Jaclyn Nguyen
BIOL 509 – Article Summary
Fall 2010
Summary: High-frequency generation of viable mice from engineered bi-maternal embryos
Kawahara, M., Wu, Q., Takahashi, N., Morita, S., Yamada, K., Ito, M., et al. (2007). High-frequency
generation of viable mice from engineered bi-maternal embryos. Nature Biotechnology, 25(9),
1045-1050.
Introduction and Objective
Genomic imprinting is when the allelic expression of a gene depends on whether it came from the
mother or the father. This gene is epigenetically marked on the egg or the sperm and the other copy is
silenced during egg or sperm formation, which is often done by methylation. While few genes depend
on if it came from the mother or father, genomic imprinting places strict limitations on mammalian
development. Characteristic to imprinted genes are differentially methylated regions (DMRs) that
contain a CpG methylation marker specific to the chromosomal parent-of-origin. Kawahara et al. seeked
to examine the role of imprinted genes with the development of bi-maternal mice. Three DMRs that are
known to be methylated during spermatogenesis in mice are located on chromosome 7, 9, and 12. This
article will analyze the influence on two particular regions: H19 and Dlk1-Dio3.
Experiments and Results
Oocytes were designed containing two sets of haploid genomes: one from a nongrowing (ng) oocyte and
the other from a fully grown (fg) oocyte. The ng oocyte is considered “imprint free” whereas the fg
oocyte genome has maternal methylation imprints. Ng oocytes were taken from double-knockout mice
that had deletions in both H19-DMR (Δch7) and Dlk1-Dio3 intergenic germline-derived (IG)-DMR
(Δch12). Females with Δch7 deletion were mated with males that were heterozygous for Δch12 deletion.

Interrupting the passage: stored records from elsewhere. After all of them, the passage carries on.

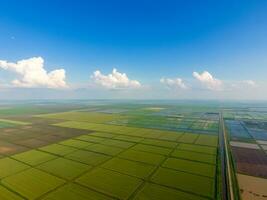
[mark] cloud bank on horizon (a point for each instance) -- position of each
(114, 80)
(31, 73)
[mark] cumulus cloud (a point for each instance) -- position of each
(31, 73)
(207, 80)
(250, 83)
(176, 83)
(115, 80)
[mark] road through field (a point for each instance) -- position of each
(227, 186)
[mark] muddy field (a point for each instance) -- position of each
(250, 161)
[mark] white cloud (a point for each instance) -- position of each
(208, 80)
(176, 83)
(250, 83)
(115, 80)
(32, 74)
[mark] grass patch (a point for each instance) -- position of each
(9, 166)
(128, 167)
(64, 168)
(188, 138)
(32, 183)
(129, 138)
(144, 157)
(87, 157)
(58, 149)
(111, 183)
(76, 143)
(91, 139)
(160, 143)
(184, 181)
(5, 194)
(151, 149)
(157, 192)
(34, 157)
(108, 150)
(102, 134)
(190, 167)
(73, 191)
(118, 143)
(194, 156)
(198, 148)
(209, 140)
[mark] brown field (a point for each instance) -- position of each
(250, 161)
(252, 187)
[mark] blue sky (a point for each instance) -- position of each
(147, 40)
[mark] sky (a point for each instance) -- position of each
(133, 49)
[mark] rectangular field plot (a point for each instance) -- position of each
(102, 134)
(237, 131)
(137, 169)
(105, 149)
(152, 149)
(64, 168)
(58, 149)
(87, 157)
(145, 157)
(7, 148)
(160, 143)
(250, 161)
(34, 157)
(76, 143)
(194, 156)
(209, 140)
(5, 194)
(198, 148)
(187, 182)
(109, 182)
(128, 138)
(188, 138)
(170, 136)
(157, 192)
(32, 183)
(190, 167)
(73, 191)
(83, 116)
(118, 143)
(9, 166)
(91, 139)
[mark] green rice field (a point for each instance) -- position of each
(83, 155)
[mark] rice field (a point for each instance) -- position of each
(84, 155)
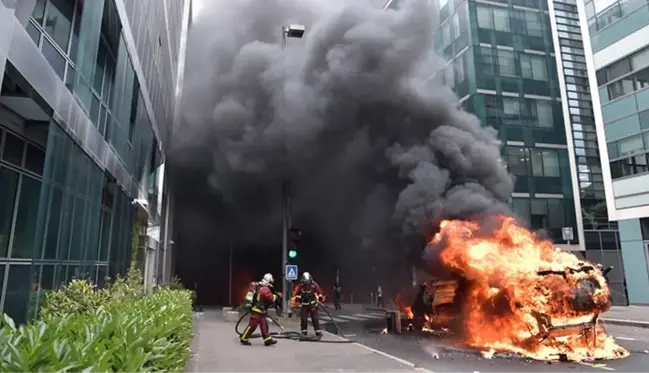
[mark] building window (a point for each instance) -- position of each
(545, 162)
(54, 28)
(506, 65)
(629, 166)
(487, 61)
(58, 21)
(534, 67)
(630, 145)
(501, 19)
(485, 19)
(517, 158)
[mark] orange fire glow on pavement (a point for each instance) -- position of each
(521, 295)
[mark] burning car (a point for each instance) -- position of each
(507, 290)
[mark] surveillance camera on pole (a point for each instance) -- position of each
(292, 31)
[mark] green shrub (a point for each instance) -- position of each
(122, 328)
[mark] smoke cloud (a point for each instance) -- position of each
(374, 146)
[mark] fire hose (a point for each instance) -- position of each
(292, 334)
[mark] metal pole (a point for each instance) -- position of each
(284, 240)
(230, 275)
(285, 213)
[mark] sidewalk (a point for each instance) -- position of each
(636, 316)
(216, 349)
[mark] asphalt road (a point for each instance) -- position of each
(438, 355)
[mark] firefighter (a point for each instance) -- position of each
(263, 298)
(307, 295)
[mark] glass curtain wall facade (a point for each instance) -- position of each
(501, 64)
(75, 178)
(616, 36)
(601, 237)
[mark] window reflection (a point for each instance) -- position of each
(58, 21)
(8, 186)
(25, 229)
(56, 60)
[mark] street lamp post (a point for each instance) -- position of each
(295, 32)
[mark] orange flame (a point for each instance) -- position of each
(518, 289)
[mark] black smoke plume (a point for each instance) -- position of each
(377, 150)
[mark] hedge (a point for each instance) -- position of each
(123, 328)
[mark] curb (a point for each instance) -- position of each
(623, 322)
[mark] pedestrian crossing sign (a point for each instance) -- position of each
(291, 272)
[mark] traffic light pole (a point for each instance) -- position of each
(286, 227)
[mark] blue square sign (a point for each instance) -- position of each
(291, 272)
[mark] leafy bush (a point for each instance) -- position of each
(122, 328)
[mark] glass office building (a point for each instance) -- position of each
(86, 107)
(616, 36)
(519, 65)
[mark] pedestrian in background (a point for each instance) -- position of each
(337, 292)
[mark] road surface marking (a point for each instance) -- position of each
(351, 317)
(373, 317)
(327, 320)
(596, 366)
(398, 359)
(384, 354)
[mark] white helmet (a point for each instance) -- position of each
(267, 280)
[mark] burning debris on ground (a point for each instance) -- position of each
(506, 290)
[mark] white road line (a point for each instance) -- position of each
(356, 318)
(398, 359)
(384, 354)
(596, 366)
(367, 316)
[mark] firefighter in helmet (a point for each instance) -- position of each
(307, 295)
(263, 298)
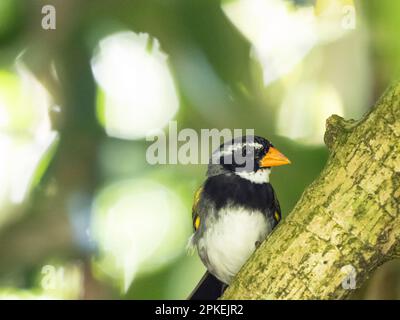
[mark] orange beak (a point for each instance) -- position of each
(273, 158)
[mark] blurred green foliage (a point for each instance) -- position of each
(219, 83)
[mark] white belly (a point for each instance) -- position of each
(231, 240)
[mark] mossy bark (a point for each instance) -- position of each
(346, 223)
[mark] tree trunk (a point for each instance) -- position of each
(346, 223)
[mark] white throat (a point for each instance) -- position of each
(260, 176)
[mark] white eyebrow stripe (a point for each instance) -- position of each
(237, 146)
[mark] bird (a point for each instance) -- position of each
(234, 210)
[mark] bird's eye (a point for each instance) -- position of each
(244, 151)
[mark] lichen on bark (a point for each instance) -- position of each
(346, 223)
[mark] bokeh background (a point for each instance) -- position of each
(83, 215)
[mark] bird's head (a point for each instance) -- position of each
(250, 157)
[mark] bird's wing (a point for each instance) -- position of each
(209, 288)
(276, 207)
(195, 208)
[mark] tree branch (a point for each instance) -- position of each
(346, 223)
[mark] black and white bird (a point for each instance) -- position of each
(234, 210)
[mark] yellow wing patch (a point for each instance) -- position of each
(277, 216)
(196, 223)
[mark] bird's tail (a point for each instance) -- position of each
(209, 288)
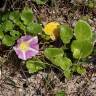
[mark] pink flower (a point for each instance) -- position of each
(27, 47)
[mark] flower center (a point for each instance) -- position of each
(24, 46)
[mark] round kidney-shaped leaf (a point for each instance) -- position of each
(66, 33)
(83, 31)
(81, 49)
(8, 40)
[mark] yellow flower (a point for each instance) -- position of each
(52, 29)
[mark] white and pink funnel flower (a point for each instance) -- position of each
(27, 47)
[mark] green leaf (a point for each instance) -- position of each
(5, 17)
(83, 31)
(8, 25)
(55, 55)
(68, 73)
(15, 34)
(34, 28)
(61, 93)
(81, 49)
(51, 53)
(15, 17)
(66, 33)
(81, 70)
(1, 32)
(34, 65)
(8, 40)
(40, 1)
(27, 15)
(64, 62)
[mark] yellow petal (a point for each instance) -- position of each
(52, 29)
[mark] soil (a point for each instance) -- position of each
(14, 77)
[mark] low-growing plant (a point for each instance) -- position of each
(76, 44)
(15, 24)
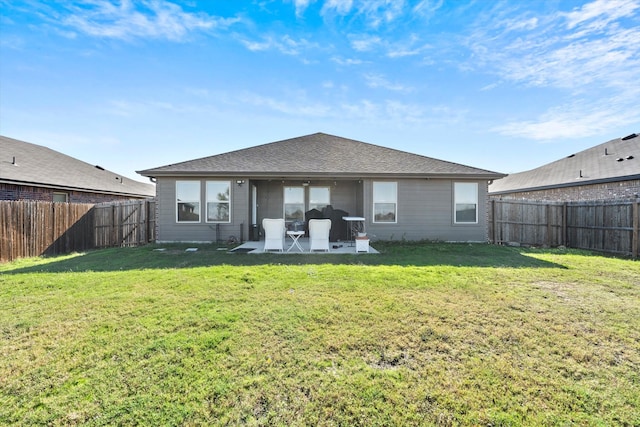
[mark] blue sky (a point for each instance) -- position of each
(500, 85)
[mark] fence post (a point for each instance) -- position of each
(565, 226)
(494, 233)
(636, 226)
(549, 228)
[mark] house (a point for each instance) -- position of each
(607, 171)
(400, 195)
(33, 172)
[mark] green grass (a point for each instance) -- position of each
(422, 334)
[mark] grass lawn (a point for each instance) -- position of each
(422, 334)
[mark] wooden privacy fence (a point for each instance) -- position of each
(607, 226)
(34, 228)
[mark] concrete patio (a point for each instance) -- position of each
(257, 247)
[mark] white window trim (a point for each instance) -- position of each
(455, 203)
(284, 201)
(189, 201)
(373, 206)
(308, 207)
(206, 209)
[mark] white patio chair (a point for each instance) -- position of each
(319, 234)
(273, 234)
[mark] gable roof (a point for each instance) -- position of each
(23, 163)
(320, 154)
(615, 160)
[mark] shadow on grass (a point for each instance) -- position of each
(391, 253)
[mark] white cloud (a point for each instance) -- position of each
(589, 57)
(150, 19)
(577, 120)
(600, 13)
(379, 81)
(365, 43)
(301, 6)
(347, 61)
(285, 44)
(374, 12)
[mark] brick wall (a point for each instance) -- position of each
(24, 192)
(607, 191)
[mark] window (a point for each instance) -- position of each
(466, 202)
(188, 201)
(294, 203)
(385, 201)
(319, 198)
(60, 197)
(218, 201)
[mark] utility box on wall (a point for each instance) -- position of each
(362, 244)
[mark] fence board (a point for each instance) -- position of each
(607, 226)
(34, 228)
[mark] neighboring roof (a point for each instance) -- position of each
(23, 163)
(323, 155)
(615, 160)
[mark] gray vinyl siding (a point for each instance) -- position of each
(171, 231)
(344, 196)
(425, 211)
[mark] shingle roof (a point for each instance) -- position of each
(320, 154)
(23, 163)
(615, 160)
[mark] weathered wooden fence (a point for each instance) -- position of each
(33, 228)
(607, 226)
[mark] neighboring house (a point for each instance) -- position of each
(606, 171)
(33, 172)
(400, 195)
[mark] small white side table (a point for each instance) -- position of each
(295, 235)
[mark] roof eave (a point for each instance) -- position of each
(349, 175)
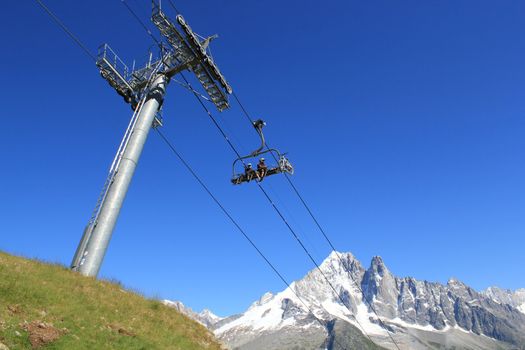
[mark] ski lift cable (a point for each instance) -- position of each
(57, 20)
(141, 23)
(66, 29)
(279, 213)
(190, 169)
(325, 235)
(237, 225)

This resulted in double-mutant females that were heterozyous for the Δch7 deletion (Δch7-/+) and
heterzygous for the Δch12 deletion (Δch12+/-). Heterozygous Δch7-/+ and Δch12+/- males were mated
with homozygous Δch7-/- females which created double-mutant females with homozygous Δch7-/- and
heterozygous Δch12+/- deletions. NgΔdouble oocytes with double mutations were taken from females with
genotypes Δch-/+ and Δch+/- or Δch-/- and Δch+/-. Finally, ngΔDouble/fg bi-maternal embryos were
reconstructed by serial nuclear transfer.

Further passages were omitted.